Había acabado yo primero de arquitectura en Barcelona, un curso selectivo de dibujo, matemáticas y física en el que poco o nada de arquitectura había aprendido, y en aquel verano de 1971 tuve la suerte de que unos amigos de mis padres me invitaran a pasar unos días de vacaciones en Ortigosa de Cameros donde tenían una casa al lado de la plaza. Con aquella formación académica que había adquirido no recuerdo que la singular configuración de su plaza me impresionase mucho. Más bien tengo entrañables recuerdos del primer piso del casino donde reproducíamos en sus tableros de ajedrez las partidas del campeonato del mundo que en aquellos días jugaban Fisher contra Spassky. Pero años después, cuando empecé a bregar con espacios públicos en mi etapa profesional como arquitecto municipal de Nájera, la sencillez geométrica y la limpieza conceptual de aquella plaza fue brotando de mis recuerdos sin apenas darme cuenta. La arquitectura, la buena arquitectura, no se aprende en las Escuelas. Emerge de los recuerdos de uno mismo cuando ha estado en contacto con ella.
Como todo espacio rural que se ha ido configurando sin proyecto urbanístico alguno, la plaza de Ortigosa parece haberse hecho a sí misma ante la sorpresa de un lugar casi llano en un entorno de pendientes laderas. Las casas más importantes del pueblo, el casino o el ayuntamiento se fueron instalando allí hasta que ese gran espacio necesitó de una urbanización o una significación especial y algún consistorio desconocido (y de méritos no reconocidos) emprendió la construcción de una simple plataforma central bordeada de un banco corrido en cuyo interior se veneraba la gigantesca presencia de un olmo centenario.
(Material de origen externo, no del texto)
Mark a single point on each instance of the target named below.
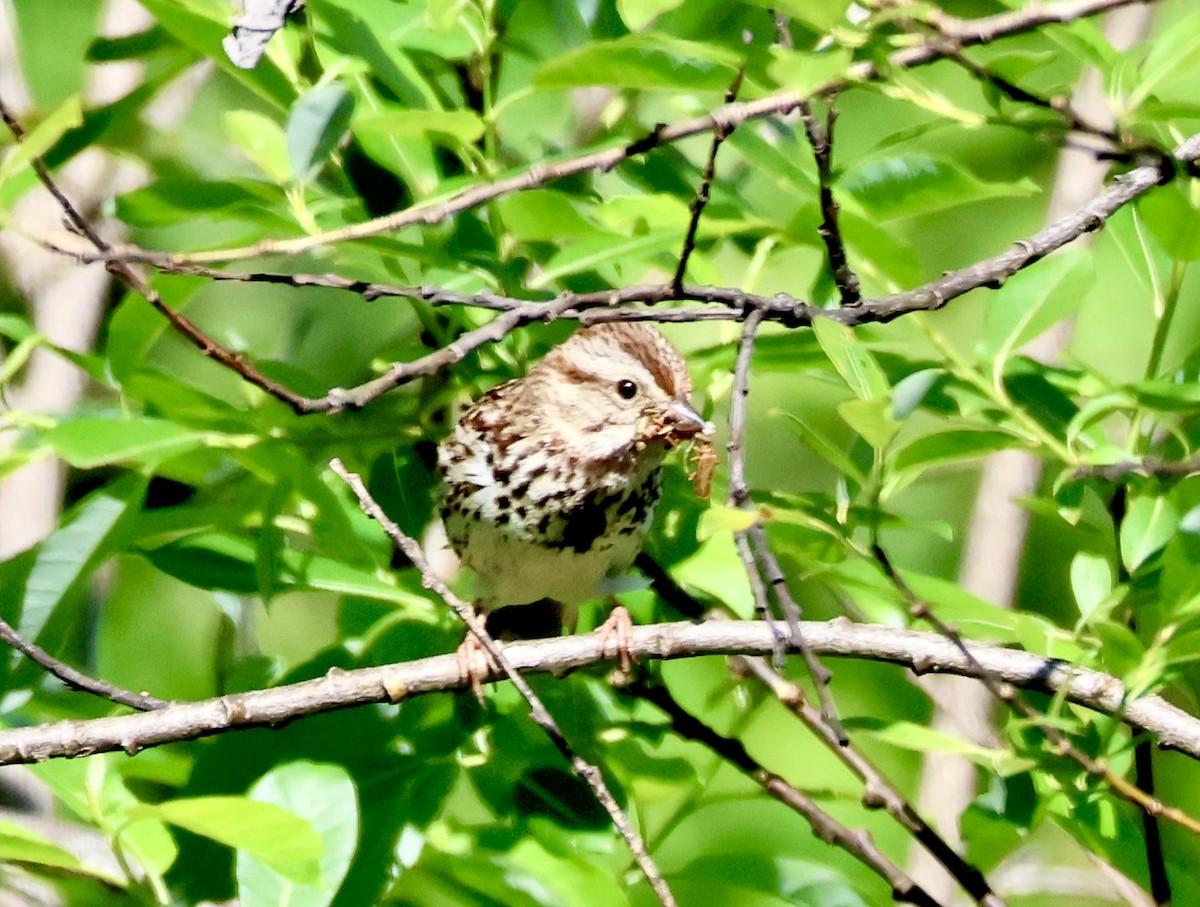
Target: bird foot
(619, 628)
(475, 662)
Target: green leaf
(823, 446)
(639, 13)
(1174, 55)
(720, 518)
(1174, 217)
(1036, 299)
(273, 835)
(851, 358)
(642, 61)
(22, 845)
(316, 125)
(803, 72)
(1149, 524)
(915, 184)
(66, 557)
(951, 446)
(263, 142)
(911, 390)
(89, 443)
(925, 739)
(325, 797)
(871, 419)
(43, 137)
(1091, 581)
(462, 126)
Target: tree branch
(960, 32)
(923, 652)
(858, 844)
(588, 773)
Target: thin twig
(921, 652)
(133, 278)
(586, 770)
(821, 140)
(751, 544)
(960, 34)
(720, 132)
(736, 304)
(1008, 695)
(75, 679)
(858, 844)
(821, 676)
(1059, 104)
(879, 792)
(1143, 749)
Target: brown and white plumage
(551, 479)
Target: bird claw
(619, 628)
(475, 662)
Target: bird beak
(688, 422)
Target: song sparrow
(551, 479)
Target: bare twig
(586, 770)
(1059, 104)
(1150, 467)
(75, 679)
(736, 305)
(922, 652)
(857, 844)
(753, 545)
(1008, 695)
(821, 139)
(132, 278)
(879, 792)
(700, 202)
(960, 34)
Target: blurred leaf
(851, 358)
(642, 61)
(42, 137)
(952, 446)
(88, 443)
(263, 142)
(1035, 299)
(462, 126)
(65, 559)
(1091, 581)
(909, 185)
(316, 125)
(719, 518)
(22, 845)
(275, 836)
(325, 797)
(803, 72)
(871, 419)
(825, 448)
(1149, 524)
(1173, 215)
(639, 13)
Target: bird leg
(474, 664)
(619, 626)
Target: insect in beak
(688, 422)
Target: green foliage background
(205, 548)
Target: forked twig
(858, 844)
(75, 679)
(720, 132)
(586, 770)
(1007, 694)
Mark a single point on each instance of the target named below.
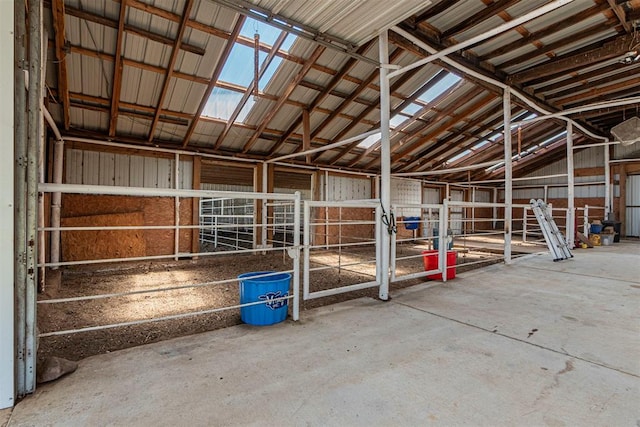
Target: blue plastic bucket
(267, 289)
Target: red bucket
(431, 258)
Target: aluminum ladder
(555, 240)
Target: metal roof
(565, 58)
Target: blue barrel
(267, 289)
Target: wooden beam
(214, 78)
(572, 61)
(60, 42)
(598, 81)
(595, 92)
(549, 48)
(117, 70)
(283, 96)
(478, 17)
(172, 62)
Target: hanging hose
(389, 221)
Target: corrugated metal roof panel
(94, 76)
(353, 21)
(170, 132)
(136, 127)
(456, 13)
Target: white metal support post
(607, 182)
(571, 217)
(176, 208)
(7, 337)
(385, 158)
(508, 177)
(296, 256)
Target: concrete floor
(533, 343)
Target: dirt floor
(82, 281)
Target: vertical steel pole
(20, 238)
(176, 207)
(385, 158)
(56, 200)
(570, 233)
(306, 250)
(34, 136)
(265, 190)
(607, 182)
(296, 256)
(495, 208)
(9, 111)
(508, 178)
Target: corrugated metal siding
(105, 168)
(406, 191)
(632, 226)
(626, 151)
(348, 188)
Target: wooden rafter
(357, 92)
(545, 32)
(573, 61)
(214, 77)
(117, 70)
(600, 80)
(435, 10)
(135, 64)
(284, 96)
(397, 84)
(112, 23)
(337, 78)
(250, 89)
(575, 78)
(449, 111)
(611, 92)
(60, 50)
(418, 115)
(549, 48)
(476, 18)
(430, 153)
(620, 14)
(172, 61)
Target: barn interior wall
(94, 166)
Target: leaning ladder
(554, 238)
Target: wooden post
(195, 217)
(306, 134)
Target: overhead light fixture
(627, 132)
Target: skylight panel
(439, 88)
(239, 70)
(222, 103)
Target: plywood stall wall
(406, 191)
(108, 168)
(336, 187)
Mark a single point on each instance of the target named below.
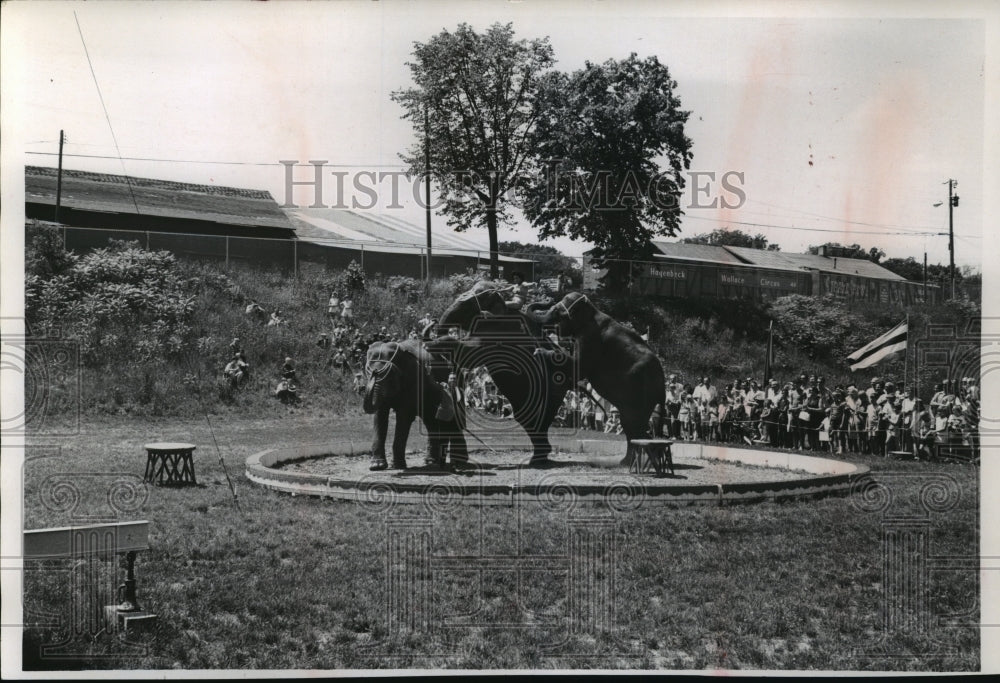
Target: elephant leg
(399, 442)
(381, 427)
(435, 450)
(458, 450)
(540, 446)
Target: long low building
(238, 225)
(708, 271)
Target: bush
(118, 302)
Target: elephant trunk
(425, 334)
(372, 396)
(544, 316)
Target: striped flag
(874, 352)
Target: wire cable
(106, 115)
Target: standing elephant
(527, 367)
(400, 379)
(617, 362)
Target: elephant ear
(380, 359)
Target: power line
(202, 161)
(106, 115)
(792, 227)
(838, 220)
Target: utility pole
(427, 187)
(952, 203)
(59, 178)
(925, 271)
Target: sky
(843, 128)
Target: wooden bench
(170, 463)
(652, 454)
(104, 541)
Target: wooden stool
(652, 454)
(170, 463)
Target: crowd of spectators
(805, 414)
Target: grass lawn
(294, 582)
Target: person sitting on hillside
(347, 311)
(333, 306)
(656, 422)
(287, 391)
(235, 371)
(923, 432)
(255, 311)
(288, 370)
(340, 361)
(614, 423)
(937, 398)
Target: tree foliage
(478, 93)
(612, 139)
(853, 251)
(732, 238)
(549, 261)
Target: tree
(549, 261)
(732, 238)
(600, 134)
(477, 92)
(854, 251)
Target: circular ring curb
(825, 476)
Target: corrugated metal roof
(698, 252)
(110, 193)
(841, 266)
(350, 229)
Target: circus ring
(588, 471)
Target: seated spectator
(340, 361)
(358, 386)
(286, 391)
(656, 422)
(333, 306)
(235, 372)
(614, 423)
(937, 398)
(958, 427)
(713, 419)
(288, 370)
(255, 311)
(923, 431)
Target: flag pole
(906, 352)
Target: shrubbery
(121, 301)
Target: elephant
(400, 379)
(528, 368)
(614, 359)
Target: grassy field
(294, 582)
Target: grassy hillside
(153, 332)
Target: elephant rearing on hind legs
(617, 362)
(527, 367)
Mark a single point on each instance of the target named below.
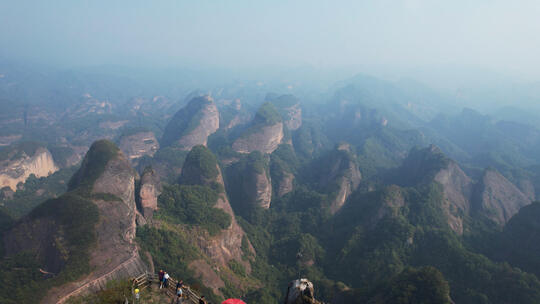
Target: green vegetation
(37, 190)
(267, 115)
(184, 121)
(75, 217)
(172, 252)
(193, 205)
(200, 166)
(93, 165)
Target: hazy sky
(498, 34)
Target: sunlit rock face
(149, 191)
(17, 168)
(497, 198)
(192, 125)
(265, 133)
(138, 144)
(301, 291)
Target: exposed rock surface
(116, 255)
(285, 184)
(106, 182)
(341, 175)
(14, 171)
(138, 145)
(192, 125)
(258, 188)
(289, 108)
(265, 133)
(497, 198)
(264, 139)
(149, 191)
(201, 168)
(300, 291)
(493, 196)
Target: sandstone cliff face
(293, 117)
(18, 170)
(258, 188)
(285, 184)
(264, 134)
(342, 172)
(493, 196)
(227, 244)
(300, 291)
(265, 139)
(457, 190)
(138, 145)
(497, 198)
(149, 191)
(192, 125)
(115, 255)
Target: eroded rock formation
(138, 145)
(18, 167)
(264, 134)
(149, 191)
(192, 125)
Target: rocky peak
(300, 291)
(497, 198)
(339, 173)
(138, 143)
(201, 168)
(98, 211)
(150, 189)
(18, 162)
(289, 108)
(426, 165)
(192, 125)
(264, 134)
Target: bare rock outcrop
(289, 108)
(300, 291)
(115, 255)
(149, 191)
(497, 198)
(100, 209)
(258, 188)
(138, 144)
(457, 190)
(285, 184)
(192, 125)
(340, 175)
(18, 166)
(493, 196)
(264, 134)
(201, 168)
(264, 139)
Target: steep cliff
(338, 173)
(17, 163)
(423, 166)
(192, 125)
(497, 198)
(264, 134)
(150, 189)
(493, 196)
(201, 168)
(289, 108)
(138, 144)
(98, 212)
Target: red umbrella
(233, 301)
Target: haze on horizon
(496, 35)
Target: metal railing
(146, 279)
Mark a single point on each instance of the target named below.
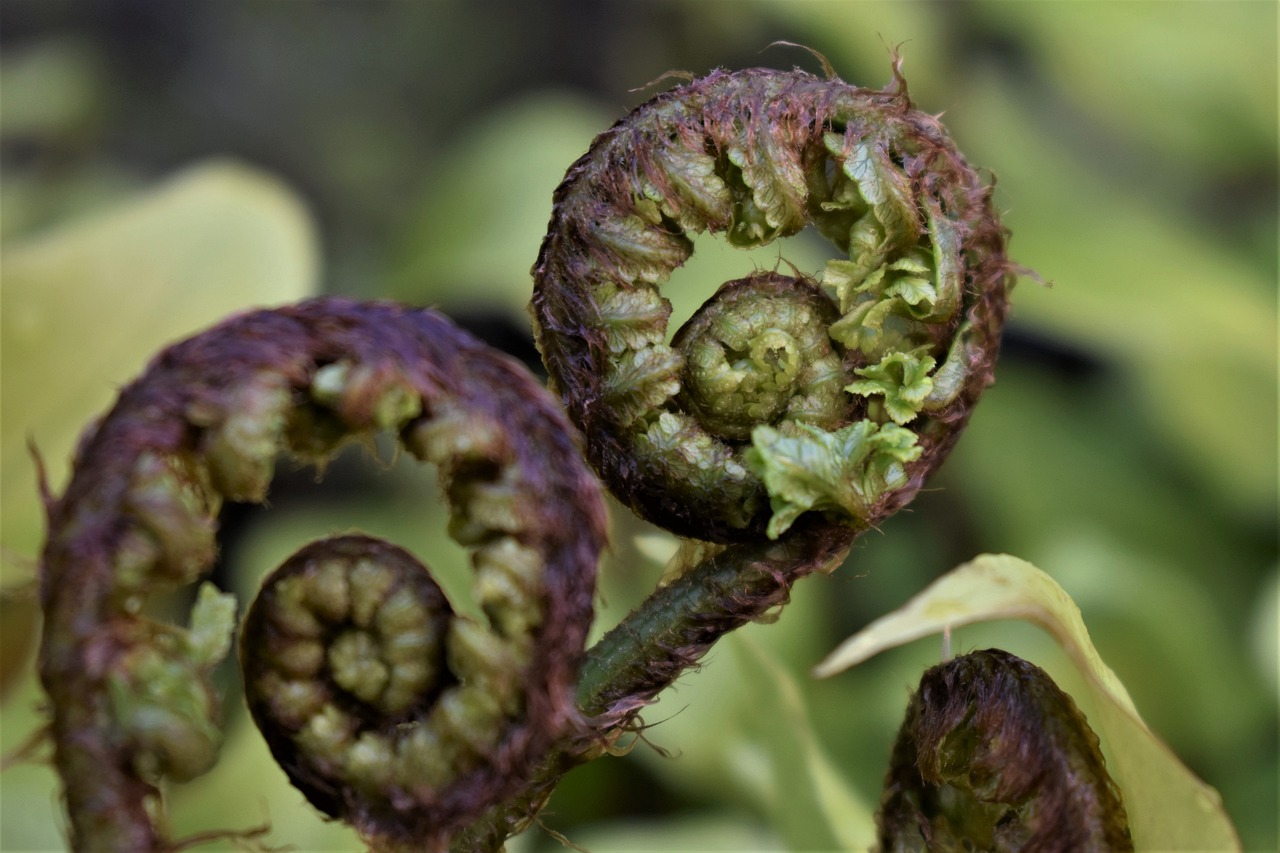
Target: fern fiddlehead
(993, 756)
(789, 414)
(382, 706)
(785, 418)
(782, 395)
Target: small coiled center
(758, 352)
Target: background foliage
(408, 150)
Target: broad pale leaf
(1169, 807)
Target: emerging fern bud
(993, 756)
(782, 395)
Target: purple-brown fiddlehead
(383, 707)
(784, 395)
(790, 413)
(993, 756)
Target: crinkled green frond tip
(848, 470)
(759, 155)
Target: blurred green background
(165, 163)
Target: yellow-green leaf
(87, 304)
(1169, 807)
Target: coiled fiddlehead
(383, 707)
(993, 756)
(782, 395)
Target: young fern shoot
(789, 415)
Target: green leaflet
(641, 250)
(693, 194)
(643, 381)
(846, 470)
(903, 378)
(632, 319)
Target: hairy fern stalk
(790, 414)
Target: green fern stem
(384, 707)
(784, 395)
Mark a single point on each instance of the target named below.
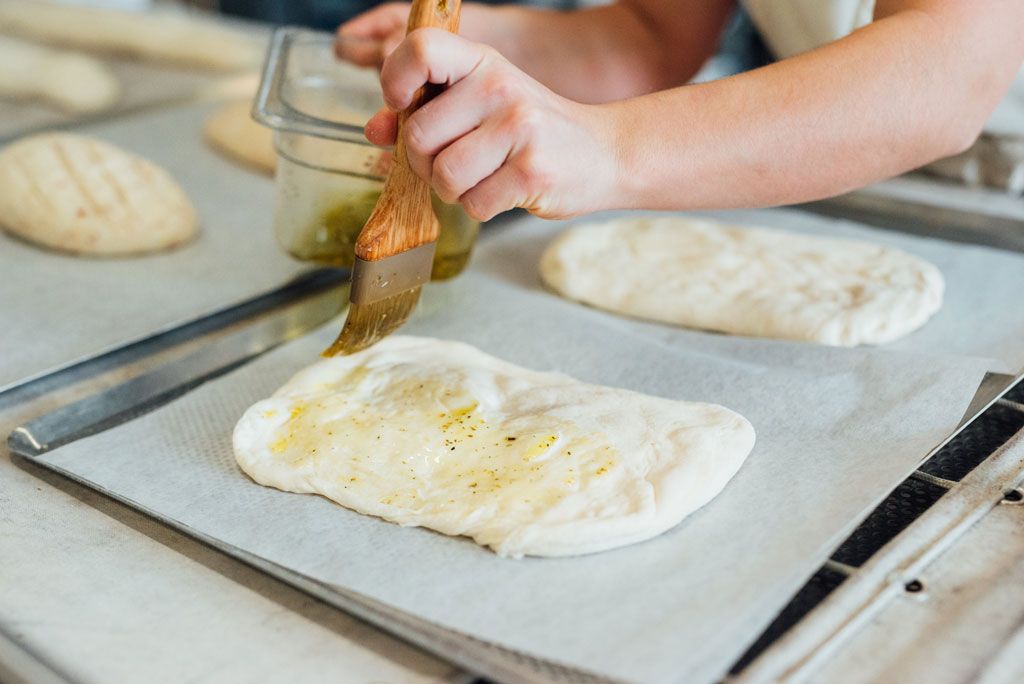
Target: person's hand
(496, 138)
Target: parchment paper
(55, 308)
(837, 429)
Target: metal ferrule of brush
(374, 281)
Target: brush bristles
(369, 324)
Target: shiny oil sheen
(418, 443)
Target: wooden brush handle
(403, 217)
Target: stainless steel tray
(59, 309)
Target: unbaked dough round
(438, 434)
(81, 195)
(744, 281)
(231, 131)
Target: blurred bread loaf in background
(74, 82)
(81, 195)
(231, 131)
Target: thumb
(382, 128)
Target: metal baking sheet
(838, 428)
(56, 309)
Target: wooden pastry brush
(395, 249)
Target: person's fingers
(427, 55)
(382, 128)
(471, 159)
(443, 120)
(500, 191)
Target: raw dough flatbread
(81, 195)
(164, 36)
(744, 281)
(74, 82)
(231, 131)
(441, 435)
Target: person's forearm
(603, 53)
(890, 97)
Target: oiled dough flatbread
(744, 281)
(231, 131)
(165, 36)
(73, 82)
(81, 195)
(438, 434)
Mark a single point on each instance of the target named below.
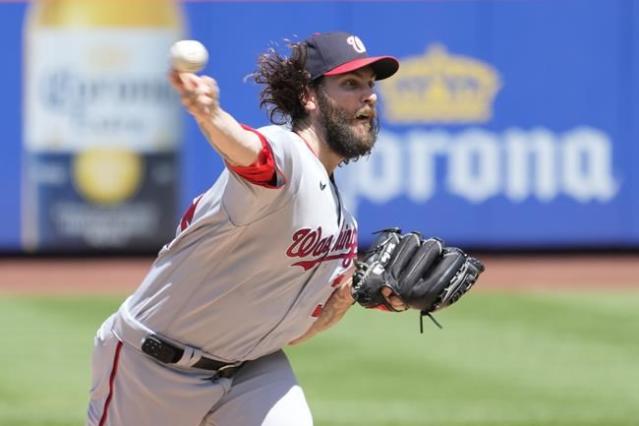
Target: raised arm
(201, 97)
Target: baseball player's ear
(309, 100)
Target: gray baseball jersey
(253, 262)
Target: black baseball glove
(423, 273)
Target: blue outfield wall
(510, 123)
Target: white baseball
(188, 56)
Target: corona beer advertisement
(508, 125)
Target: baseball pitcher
(267, 256)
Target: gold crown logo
(438, 87)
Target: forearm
(236, 145)
(201, 98)
(334, 310)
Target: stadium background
(513, 127)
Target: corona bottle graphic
(101, 125)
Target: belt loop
(189, 357)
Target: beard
(341, 137)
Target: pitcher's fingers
(176, 82)
(211, 83)
(205, 100)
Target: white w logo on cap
(356, 43)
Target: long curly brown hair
(285, 82)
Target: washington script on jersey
(308, 242)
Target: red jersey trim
(114, 370)
(263, 171)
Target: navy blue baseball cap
(337, 53)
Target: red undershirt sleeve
(263, 171)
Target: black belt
(168, 353)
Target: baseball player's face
(347, 112)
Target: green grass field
(502, 359)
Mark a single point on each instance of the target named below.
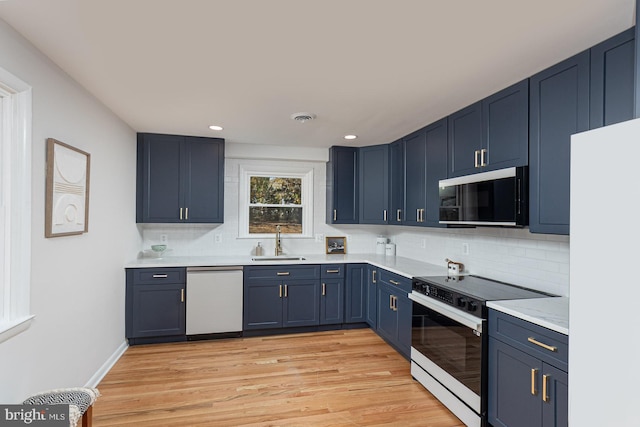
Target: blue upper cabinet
(179, 179)
(396, 183)
(465, 140)
(505, 121)
(490, 134)
(559, 108)
(612, 80)
(342, 186)
(425, 165)
(374, 184)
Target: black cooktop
(481, 289)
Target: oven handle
(459, 316)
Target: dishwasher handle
(223, 268)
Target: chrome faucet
(278, 241)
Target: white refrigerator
(604, 292)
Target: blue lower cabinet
(525, 388)
(281, 296)
(356, 293)
(155, 305)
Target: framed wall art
(67, 191)
(336, 245)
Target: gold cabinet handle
(545, 388)
(543, 345)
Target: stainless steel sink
(278, 258)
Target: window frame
(275, 170)
(15, 186)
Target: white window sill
(15, 327)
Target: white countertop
(403, 266)
(551, 313)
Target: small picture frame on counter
(336, 245)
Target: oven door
(447, 343)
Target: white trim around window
(279, 169)
(15, 205)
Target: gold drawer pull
(543, 345)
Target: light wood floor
(336, 378)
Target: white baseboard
(106, 367)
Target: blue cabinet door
(342, 186)
(356, 292)
(612, 80)
(514, 387)
(159, 173)
(372, 296)
(505, 121)
(158, 310)
(203, 184)
(436, 169)
(179, 179)
(301, 303)
(465, 140)
(387, 316)
(555, 405)
(396, 182)
(415, 177)
(332, 301)
(262, 307)
(559, 107)
(374, 184)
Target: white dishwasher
(214, 302)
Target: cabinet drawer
(328, 271)
(155, 276)
(282, 272)
(549, 346)
(395, 280)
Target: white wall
(77, 289)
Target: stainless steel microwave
(498, 198)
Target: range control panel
(460, 301)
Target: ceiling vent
(303, 117)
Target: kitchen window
(15, 205)
(272, 195)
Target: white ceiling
(376, 68)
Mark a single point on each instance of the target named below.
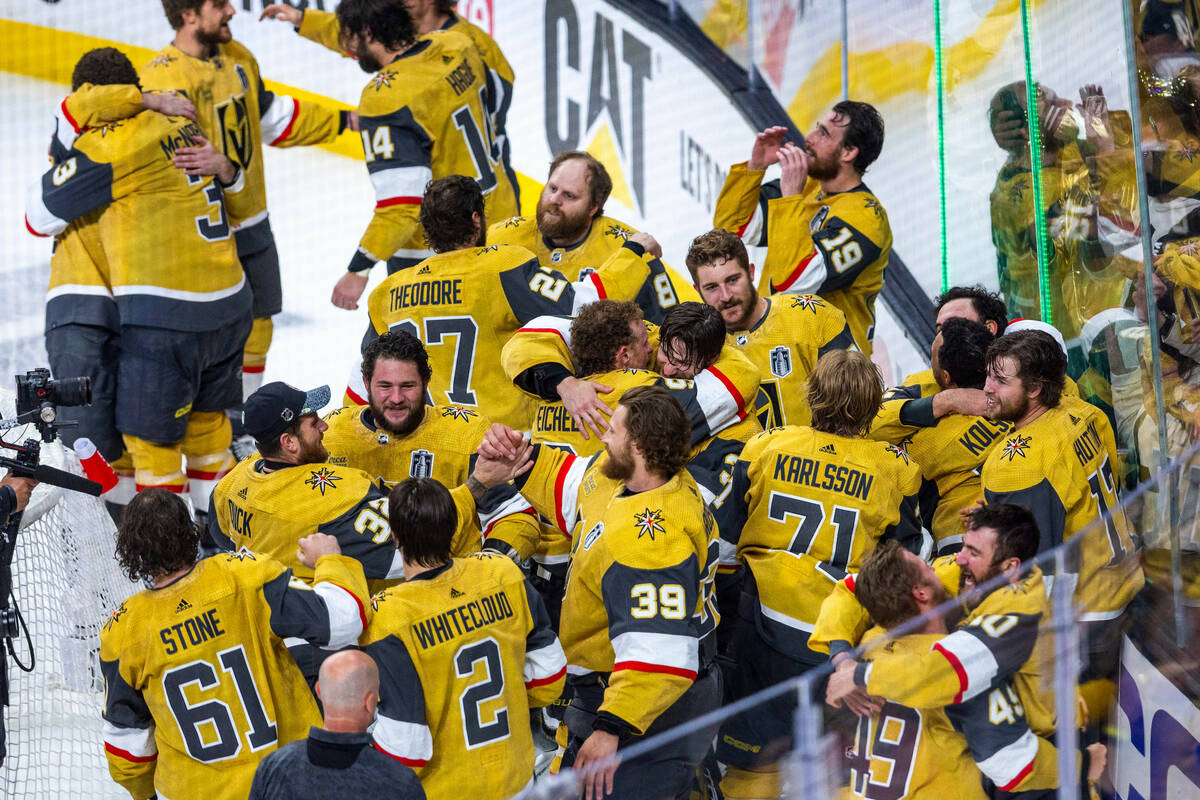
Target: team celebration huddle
(570, 498)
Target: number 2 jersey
(172, 260)
(463, 651)
(198, 684)
(805, 507)
(1062, 468)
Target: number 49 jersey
(424, 116)
(463, 651)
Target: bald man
(339, 759)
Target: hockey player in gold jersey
(639, 615)
(949, 449)
(198, 684)
(803, 507)
(399, 435)
(423, 115)
(185, 318)
(825, 232)
(239, 114)
(465, 649)
(1060, 462)
(467, 300)
(783, 336)
(571, 234)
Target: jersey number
(894, 745)
(1103, 486)
(479, 144)
(465, 331)
(811, 513)
(477, 732)
(208, 727)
Alrededor de esa ínsula pública perfectamente horizontal las calles podían seguir con las pendientes necesarias para dar entrada a las casas estableciéndose así un diálogo armonioso entre lo público y lo privado en el que la arquitectura doméstica rural llegó a cotas de una nobleza verdaderamente urbana.
El olmo centenario se murió y los cimientos de la plataforma del rincón donde estaba se resintieron un poco, pero afortunadamente un olmo nuevo se ha vuelto a plantar en el mismo lugar, justo a la izquierda de la entrada principal.
Por entre el casino (a la izquierda) y la casa de la derecha que tras una más que dudosa "restauración" ahora hace de Ayuntamiento, veo la casa con fachada de ladrillo de Isabel y Eliseo donde estuve aquellos días y a quienes siempre les estaré agradecido por esta singular experiencia arquitectónica.
El mismo patrón de plaza lo podemos encontrar en el espacio de llegada a la cercana aldea de Montemediano, con la suerte de que todavía vive su olmo centenario. La modestia de la aldea y la ausencia de un caserío más desarrollado no dio allí para una barandilla metálica, pero la idea simbólica de plaza pública es la misma.
A la vista de las esperpénticas plazas que se han hecho en muchos pequeños pueblos durante estas décadas de abundancia de dinero público, despilfarro hortera y "originalidades" arquitectónicas, qué oportuno me parece rescatar de mis recuerdos esta pequeña lección. Este sencillo patrón.